Summarizing a Skype interaction between @jon and me:
The per-job interface fits because...
Although the main use case is node based (the admin wants to perform maintenance on a subset of nodes (e.g., a rack) or on the entire system (e.g., the set of all nodes)), there is also a requirement to minimize the impact of unresolved issues. in particular, if there are multiple jobs that were suspended for maintenance, the admin would like to resume one (or just a few) jobs to ensure everything is working correctly before resuming all jobs. This progressive testing requires a per-job interface (at least at the time of resumption).

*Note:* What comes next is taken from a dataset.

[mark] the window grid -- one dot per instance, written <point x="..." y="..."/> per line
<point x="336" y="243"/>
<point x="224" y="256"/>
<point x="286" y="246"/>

On another topic, now that the design has been changed to include the requirement that the admin must explicitly disable scheduling new jobs (either via offlining nodes, explicitly stopping the scheduler(s), or scheduling dedicated time), there may not be a need to invent new job and node states. It may be reasonable to simply allow an admin to resume a suspended job (either without invoking the scheduler or at last onto an offlined/dedicated-timed node). In other words, the simplified path for maintenance would be something like:
a. offline the set of nodes on which to perform maintenance
b. suspend any jobs still running on those nodes
-. Now no jobs are running and no jobs will be started/resumed on those nodes
c. Perform maintenance
d. resume one (or a few) jobs and ensure the system is healthy -- requires a new ability for the admin to resume a job on an offlined node)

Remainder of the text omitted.